The poet spent time with native peoples in the United States and Mexico in the 1950s, participating in the peyote-eating rituals of the Washo Indians of Nevada. In later life, he embraced Catholicism, the religion of his childhood, and wrote many poems on Catholic themes.[2]

Writing[]

Nancy Peters, Lamantia's literary editor and 2nd wife, was quoted as saying about him: "He found in the narcotic night world a kind of modern counterpart to the gothic castle -- a zone of peril to be symbolically or existentially crossed."

Publications[]

  • Erotic Poems. Berkeley, CA: Bern Porter, 1946.
  • Towel (pamphlet). San Francisco: Golden Mountain Press, 1958.
  • Ekstasis. San Francisco: Auerhahn Press, 1959.
  • Destroyed Works. San Francisco: Auerhahn Press, 1962.
  • Touch of the Marvelous. Berkeley, CA: Oyez, 1966; Bolinas, CA: Four Seasons Foundation, 1974.
  • Selected Poems, 1943-1966. San Francisco: City Lights, 1967.
  • Penguin Moern Poets 13 (by Charles Bukowski, Harold Norse, & Philip Lamantia). Harmondsworth, UK, & Baltimore, MD: Penguin, 1969.
  • The Blood of the Air. San Francisco: Four Seasons Foundation, 1970.
  • Becoming Visible. San Francisco: City Lights, 1981.
  • Meadowlark West San Francisco: City Lights, 1986.
  • Bed of Sphinxes: New and selected poems, 1943-1993. San Francisco: City Lights, 1997.
  • Tau (edited by Garrett Caples; with Journey to the End by John Hoffman). San Francisco: City Lights Books, 2008.
  • The Collected Poems of Philip Lamantia (edited by Garrett Caples, Andrew Joron, & Nancy J. Peters; with foreword by Lawrence Ferlinghetti). Berkeley, CA: University of California Press, 2013.

Non-fiction[]

  • Narcotica: I demand extinction of laws prohibiting narcotic drugs! (pamphlet; with Antonin Artaud). San Francisco: Auerhahn Press, 1959.


Except where noted, bibliographical information courtesy WorldCat.[3]

Philip_Lamantia_reading_a_poem_A'_(rare_footage)

Philip Lamantia reading a poem A' (rare footage)

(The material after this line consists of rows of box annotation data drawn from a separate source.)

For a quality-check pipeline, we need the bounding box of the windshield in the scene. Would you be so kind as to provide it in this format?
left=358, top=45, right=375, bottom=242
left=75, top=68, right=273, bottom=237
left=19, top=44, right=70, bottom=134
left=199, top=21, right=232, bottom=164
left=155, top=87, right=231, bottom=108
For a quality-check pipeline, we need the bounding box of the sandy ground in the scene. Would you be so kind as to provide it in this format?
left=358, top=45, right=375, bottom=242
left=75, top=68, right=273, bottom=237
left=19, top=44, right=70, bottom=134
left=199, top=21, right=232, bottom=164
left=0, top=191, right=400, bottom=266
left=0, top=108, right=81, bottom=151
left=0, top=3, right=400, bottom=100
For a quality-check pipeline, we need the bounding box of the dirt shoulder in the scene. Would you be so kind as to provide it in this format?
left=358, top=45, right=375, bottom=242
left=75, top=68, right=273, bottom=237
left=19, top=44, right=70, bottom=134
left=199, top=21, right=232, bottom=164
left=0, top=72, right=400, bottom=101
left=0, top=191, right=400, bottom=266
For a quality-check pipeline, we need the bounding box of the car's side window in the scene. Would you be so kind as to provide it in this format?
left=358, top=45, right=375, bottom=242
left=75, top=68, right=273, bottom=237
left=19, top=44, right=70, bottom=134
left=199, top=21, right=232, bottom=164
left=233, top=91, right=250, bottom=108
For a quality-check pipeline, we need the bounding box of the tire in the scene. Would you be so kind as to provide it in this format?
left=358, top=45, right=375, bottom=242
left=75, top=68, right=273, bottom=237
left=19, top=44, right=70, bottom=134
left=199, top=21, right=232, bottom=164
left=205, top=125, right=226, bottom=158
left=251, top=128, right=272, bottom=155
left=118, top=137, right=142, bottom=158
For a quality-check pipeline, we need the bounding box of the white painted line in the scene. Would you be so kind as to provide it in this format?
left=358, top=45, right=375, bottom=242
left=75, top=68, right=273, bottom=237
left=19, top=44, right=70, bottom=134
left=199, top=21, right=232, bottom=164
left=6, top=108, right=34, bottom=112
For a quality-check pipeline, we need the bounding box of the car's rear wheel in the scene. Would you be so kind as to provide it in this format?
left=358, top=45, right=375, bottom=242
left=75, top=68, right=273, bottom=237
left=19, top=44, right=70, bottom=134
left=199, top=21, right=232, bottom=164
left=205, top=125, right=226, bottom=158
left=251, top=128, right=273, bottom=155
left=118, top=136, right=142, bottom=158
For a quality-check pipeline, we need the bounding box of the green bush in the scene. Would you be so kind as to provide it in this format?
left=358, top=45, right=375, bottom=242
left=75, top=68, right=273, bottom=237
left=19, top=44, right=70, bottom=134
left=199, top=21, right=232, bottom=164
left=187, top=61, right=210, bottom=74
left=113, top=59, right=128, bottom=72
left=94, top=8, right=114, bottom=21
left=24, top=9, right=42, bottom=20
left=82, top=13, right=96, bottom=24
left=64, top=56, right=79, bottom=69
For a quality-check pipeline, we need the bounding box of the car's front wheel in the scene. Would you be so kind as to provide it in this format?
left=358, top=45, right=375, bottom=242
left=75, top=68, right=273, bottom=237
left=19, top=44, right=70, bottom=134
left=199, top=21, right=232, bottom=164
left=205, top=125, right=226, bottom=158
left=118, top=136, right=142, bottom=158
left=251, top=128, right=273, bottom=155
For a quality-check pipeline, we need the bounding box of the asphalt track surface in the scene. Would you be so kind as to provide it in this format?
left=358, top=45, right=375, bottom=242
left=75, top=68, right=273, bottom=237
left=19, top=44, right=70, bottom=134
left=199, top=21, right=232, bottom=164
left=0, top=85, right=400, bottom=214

Philip_Lamantia_reading_a_poem_B'_(rare_footage)-0

Philip Lamantia reading a poem B' (rare footage)-0

See also[]

References[]

  • Nancy Joyce Peters, "Philip Lamantia," Dictionary of Literary Biography, Vol. 16, 330-336.
  • Steven Frattali: Hypodermic Light: The poetry of Philip Lamantia and the question of surrealism. Peter Lang, 2005.
  • Ann Charters (ed.). The Portable Beat Reader. Penguin Books. New York. 1992. ISBN 0-670-83885-3 (hc); ISBN 0-14-015102-8 (pbk)

Notes[]

  1. Hamlin, Jesse (2005-03-11). "Philip Lamantia -- S.F. Surrealist poet / Visionary verse of literary prodigy influenced Beats". San Francisco Chronicle. http://sfgate.com/cgi-bin/article.cgi?file=/c/a/2005/03/11/BAG4MBNRMF1.DTL. Retrieved 2007-04-11. 
  2. Cf. Stephen Schwartz's obituary A Mystic and Tormented Believer In: San Francisco Faith (2005); which drew an impassioned response from Nancy J. Peters: Why Did You Print This?
  3. Search results = au:Philip Lamantia, WorldCat, OCLC Online Computer Library Center Inc. Web, Oct. 30, 2014.